Estas fotografías se tomaron entre finales de marzo y los meses de abril y mayo de 2020. El año de la pandemia, los meses del confinamiento. Durante estos meses algo se había roto, o había hecho evidente su rotura, como si las viejas grietas se hubieran ensanchado. Como si una bursitis demasiado acentuada hubiera cascado el esmalte. Había sitios a los que ir, trampas y refugios. Con el tiempo todo se fue cerrando, y al final también murieron las flores. No quería otra cosa que seguir caminando por calles casi desiertas, pero que fuera sólo casi.
Se me mezclaban las cosas.
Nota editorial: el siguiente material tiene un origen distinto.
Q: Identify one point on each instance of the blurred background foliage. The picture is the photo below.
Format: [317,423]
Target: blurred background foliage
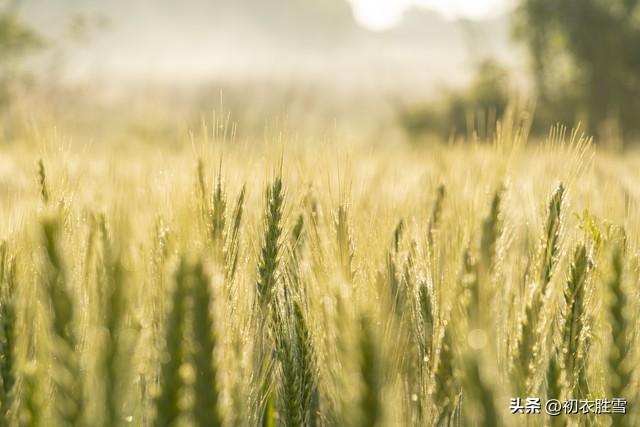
[306,62]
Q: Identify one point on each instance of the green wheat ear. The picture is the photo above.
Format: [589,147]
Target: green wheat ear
[620,361]
[167,408]
[479,398]
[217,216]
[344,243]
[270,252]
[42,182]
[206,405]
[436,213]
[370,405]
[527,341]
[491,230]
[7,335]
[66,374]
[114,309]
[551,246]
[232,238]
[574,317]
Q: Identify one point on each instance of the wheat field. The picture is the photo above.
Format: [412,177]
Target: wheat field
[284,283]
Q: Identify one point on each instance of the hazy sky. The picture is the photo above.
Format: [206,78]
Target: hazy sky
[379,14]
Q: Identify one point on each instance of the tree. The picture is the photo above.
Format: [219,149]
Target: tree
[585,56]
[17,40]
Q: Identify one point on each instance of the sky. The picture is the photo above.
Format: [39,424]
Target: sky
[381,14]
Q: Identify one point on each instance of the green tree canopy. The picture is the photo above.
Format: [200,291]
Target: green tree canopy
[585,56]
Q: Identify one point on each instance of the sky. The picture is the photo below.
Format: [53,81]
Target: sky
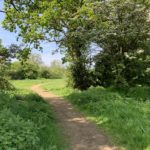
[10,38]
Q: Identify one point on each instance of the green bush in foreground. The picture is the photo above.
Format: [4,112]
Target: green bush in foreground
[126,116]
[27,123]
[5,85]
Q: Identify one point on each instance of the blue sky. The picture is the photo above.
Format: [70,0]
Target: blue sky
[9,38]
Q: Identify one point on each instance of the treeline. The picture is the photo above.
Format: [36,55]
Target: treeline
[119,29]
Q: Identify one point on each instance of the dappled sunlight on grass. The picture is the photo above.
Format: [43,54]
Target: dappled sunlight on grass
[124,115]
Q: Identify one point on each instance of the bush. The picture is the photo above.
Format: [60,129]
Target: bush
[16,133]
[5,85]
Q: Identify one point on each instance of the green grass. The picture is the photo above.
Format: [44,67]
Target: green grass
[27,84]
[123,115]
[27,122]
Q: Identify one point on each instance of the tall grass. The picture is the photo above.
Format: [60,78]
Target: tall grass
[28,121]
[123,115]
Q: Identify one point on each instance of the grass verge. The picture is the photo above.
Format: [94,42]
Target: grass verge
[124,115]
[27,122]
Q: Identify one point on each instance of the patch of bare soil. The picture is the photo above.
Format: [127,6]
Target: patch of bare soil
[80,133]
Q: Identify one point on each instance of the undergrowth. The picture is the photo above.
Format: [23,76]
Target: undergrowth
[123,114]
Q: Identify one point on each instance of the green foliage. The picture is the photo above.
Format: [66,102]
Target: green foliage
[5,85]
[122,33]
[27,122]
[16,133]
[120,28]
[123,114]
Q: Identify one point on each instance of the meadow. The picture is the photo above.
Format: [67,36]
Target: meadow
[123,114]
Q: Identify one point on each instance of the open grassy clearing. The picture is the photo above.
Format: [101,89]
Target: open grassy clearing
[27,122]
[124,115]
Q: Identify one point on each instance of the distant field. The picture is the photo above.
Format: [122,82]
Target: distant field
[27,122]
[124,115]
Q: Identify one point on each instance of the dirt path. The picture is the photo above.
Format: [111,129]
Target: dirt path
[82,134]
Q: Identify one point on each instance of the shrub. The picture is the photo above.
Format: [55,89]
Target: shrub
[5,85]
Había demasiadas quietudes y muy poco espacio para bailar. Casi no se oían las palmas, el patio se había quedado vacío. Y no me bastaba estar sola para quererme lo suficiente. Así que me quise quedar contigo, entonces, cuando un encierro fue una forma de respirar de otra manera. Y nos quedamos aquí, escondidos, y dejamos que lo demás se encontrara a sí mismo sin nosotros.
Había demasiadas quietudes y muy poco espacio para bailar
Ahora todo es igual pero es más invierno y más extraño, quizá más frío y más ruidoso. Abundan las citas del pasado y las ventanas a la muerte, se repiten ciclos nunca superados y un mismo viento viejo y cansino agita la ropa tendida. Es casi como si abril no llegara a terminar. Sólo que se ha instalado como un murmullo de lenguas pastosas allá fuera. Como un murmullo de cieno y de lluvia.
No tenemos ninguna importancia. Como si se nos llevara el viento y nadie se preocupara lo más mínimo.
Mi nombre es Cecilia Cierre.
Me asomo al tejido del tiempo en plena búsqueda, no sabía nadie de mí, y escondida y latente, a la altura de los insectos, he querido ver el absurdo donde los caracoles ladran.
Esto es lo que soy. No soy más ni menos, ni especial ni diferente. Si algo he visto en mi recogida es que no tengo nada que decir, que sólo soy una ciega más que camina y vive y besa y come. Ni más ni menos.